Manang is a Filipino word for a mature woman, older lady. As a sign of respect, the young ones call the ‘elderly’ women Manang. In the Philippines, it is not uncommon for families to teach younger siblings to call their elder sisters Manang. It resonates respect for the elderly. In some cases, it can also be used negatively for women who wear extra long skirts matched with long sleeves (if you get my picture)- as in, you are too manang!. it is also used to replace the more formal Ma’am for women who don’t look matronly. In other words, those who look ordinary looking and are older are called Manang.
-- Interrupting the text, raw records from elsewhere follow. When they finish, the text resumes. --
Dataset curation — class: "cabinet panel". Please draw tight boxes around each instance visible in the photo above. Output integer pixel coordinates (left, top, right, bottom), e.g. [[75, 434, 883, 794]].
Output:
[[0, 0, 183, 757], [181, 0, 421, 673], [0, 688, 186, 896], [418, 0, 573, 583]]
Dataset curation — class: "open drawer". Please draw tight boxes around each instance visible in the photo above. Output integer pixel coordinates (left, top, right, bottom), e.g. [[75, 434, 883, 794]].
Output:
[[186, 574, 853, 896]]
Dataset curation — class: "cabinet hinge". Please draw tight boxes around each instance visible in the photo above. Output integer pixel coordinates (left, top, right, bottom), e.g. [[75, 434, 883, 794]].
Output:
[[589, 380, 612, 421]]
Just this morning, I was called Manang by a teller boy who must be 10 years younger. It was the second time to be called that- one with a nanny in Danielle’s ballet school a week or two ago and then today. Because in our family, I was called by my nickname, not by the word Manang or its equivalent in tagalog- Ate, I find it surprising to be called exactly that. My parents wanted to erase the generation gap and thought that not teaching my younger siblings would make all of us equal. Well- they were right in that aspect and it never was an issue not to be called by a respectful prefix. However, to be called by the outside world (i.e. the younger strangers) as Manang for the first time in my entire life is another thing.
After Danielle and I visited the bank, I looked at myself in a mirror (which I rarely do) and began to scrutinized my face. I couldn’t believe that I would be called – an old ordinary looking woman! I still couldn’t accept the fact that in my early thirties I am beginning to look ( at least in the eyes of the teller boy and the yaya/nanny) as old and ordinary looking. I don’t mind being called as ordinary looking but to be seen as old! I thought all along that to be labeled as old would be very trivial- but I was wrong. I am really old- and it’s beginning to show- and I was hurt!
After nursing my bruised ego and coming into terms with reality, I remembered how I always say to myself that the most beautiful people are those who with the passing of the years and with wrinkles to show still remain beautiful because of the life they have lived.
Now that I remembered…. I am no longer irked by the teller boy nor the yaya… I’m actually laughing at myself as I am typing these words! So— to aging, “bah, hambug!”
Oh, before I end, here’s a beautiful quote I saw in the internet:
“There is a fountain of youth: it is your mind, your talents, the creativity you bring to your life and the lives of people you love. When you learn to tap this source, you will truly have defeated age.”